Baptism of Christ | |
Artist: | Giovanni Bellini |
Year: | 1500–1502 |
Medium: | tempera on panel |
Height Metric: | 400 |
Width Metric: | 263 |
City: | Vicenza |
Museum: | Chiesa di Santa Corona |
Baptism of Christ is a tempera painting on panel by the Italian Renaissance master Giovanni Bellini, dating to 1500–1502, and now located in the Chiesa di Santa Corona in Vicenza. It is signed IOANNES / BELLINVS on a rock in the lower left.[1]
The work is among the first produced by the artist to show an immersive tranquility of the figures in the space that surrounds them and envelopes them in light and atmosphere. These elements suggest that the painter was possibly helped by a young Giorgione, or perhaps another student close to Bellini, at least according to the information provided by Vasari.
The painting depicts the baptism of Christ in a fairly traditional composition, with Jesus at the center turned toward the viewer, while John the Baptist, at left,[2] baptizes him on a cliff and at right three angelic figures with gaudy dress (allegories of the three theological virtues) await.[3] On high, the figure of God the Father appears among cherubs and seraphim, which sends forth the dove of the Holy Spirit.
The three feminine figures are also recall the angelic figures that are placed at the side of the baptized Christ, in traditional icons. The gilt line of the early dawn on the bottom semantically marks the desired territory of the divine. The man who is not the ordered center of the universe commands but constitutes all that lives in harmony.[4]
Some have attributed the angel in red to the hand of Giorgione. The hut on high and to the right symbolizes the Old Testament; at left, on the summit of the hills, the castle symbolizes the New Testament.
As in traditional iconography, the water of the river stops at the feet of Christ, to avoid depicting his reflection (in icons, reflections aren't emitted from divine figures). Another symbolic element is the little red parrot, symbol of the Passion of Christ.

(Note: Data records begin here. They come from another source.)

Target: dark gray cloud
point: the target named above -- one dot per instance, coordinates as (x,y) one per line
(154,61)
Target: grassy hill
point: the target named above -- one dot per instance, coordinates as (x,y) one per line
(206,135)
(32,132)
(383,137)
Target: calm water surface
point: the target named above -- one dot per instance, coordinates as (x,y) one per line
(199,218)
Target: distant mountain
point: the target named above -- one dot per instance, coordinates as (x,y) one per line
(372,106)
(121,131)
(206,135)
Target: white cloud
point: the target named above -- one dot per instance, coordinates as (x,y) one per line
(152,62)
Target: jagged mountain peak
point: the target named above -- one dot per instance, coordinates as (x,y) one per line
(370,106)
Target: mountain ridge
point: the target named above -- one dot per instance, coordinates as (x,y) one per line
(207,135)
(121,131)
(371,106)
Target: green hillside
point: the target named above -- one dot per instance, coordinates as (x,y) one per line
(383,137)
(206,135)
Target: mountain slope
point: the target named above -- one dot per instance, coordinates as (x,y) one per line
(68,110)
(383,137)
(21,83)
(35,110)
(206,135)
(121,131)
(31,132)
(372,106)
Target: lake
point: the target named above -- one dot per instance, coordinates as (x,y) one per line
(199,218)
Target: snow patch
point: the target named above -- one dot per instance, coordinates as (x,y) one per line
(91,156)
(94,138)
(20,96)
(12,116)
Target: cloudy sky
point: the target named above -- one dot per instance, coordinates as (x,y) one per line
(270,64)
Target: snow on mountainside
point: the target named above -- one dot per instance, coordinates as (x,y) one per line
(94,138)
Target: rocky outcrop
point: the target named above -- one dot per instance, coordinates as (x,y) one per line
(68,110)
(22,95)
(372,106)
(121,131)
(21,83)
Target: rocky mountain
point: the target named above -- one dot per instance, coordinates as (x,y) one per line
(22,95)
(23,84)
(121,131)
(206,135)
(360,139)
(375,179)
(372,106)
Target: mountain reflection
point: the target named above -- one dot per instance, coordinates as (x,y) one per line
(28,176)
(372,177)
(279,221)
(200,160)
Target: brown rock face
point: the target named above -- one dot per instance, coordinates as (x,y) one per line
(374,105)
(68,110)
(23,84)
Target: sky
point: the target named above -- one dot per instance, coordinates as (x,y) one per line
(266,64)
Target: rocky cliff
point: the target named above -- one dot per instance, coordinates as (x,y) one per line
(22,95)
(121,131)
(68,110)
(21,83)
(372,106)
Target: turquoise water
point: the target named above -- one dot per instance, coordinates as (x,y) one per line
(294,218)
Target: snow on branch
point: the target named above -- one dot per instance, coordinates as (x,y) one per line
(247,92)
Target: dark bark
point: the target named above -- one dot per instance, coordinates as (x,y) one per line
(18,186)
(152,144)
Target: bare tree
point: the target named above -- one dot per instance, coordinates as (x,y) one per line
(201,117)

The altarpiece is notable for the smoothness of tones that tie together the landscape and the sky, that muffles the surroundings of the enveloped figures, in a surprising anticipation of the tonalism that later paintings of Giorgione and Titian would display. The landscape is ample and reposed. From the sky falls a warm light that suggests the valleys around the River Jordan. As has been said, "The colors obtain the density of a breath that comes from the depths". "The personalities, in natural dimensions, pull the spectator into the scene, miraculously in equilibrium between the spectacle of nature and the contemplation of mystery".[5]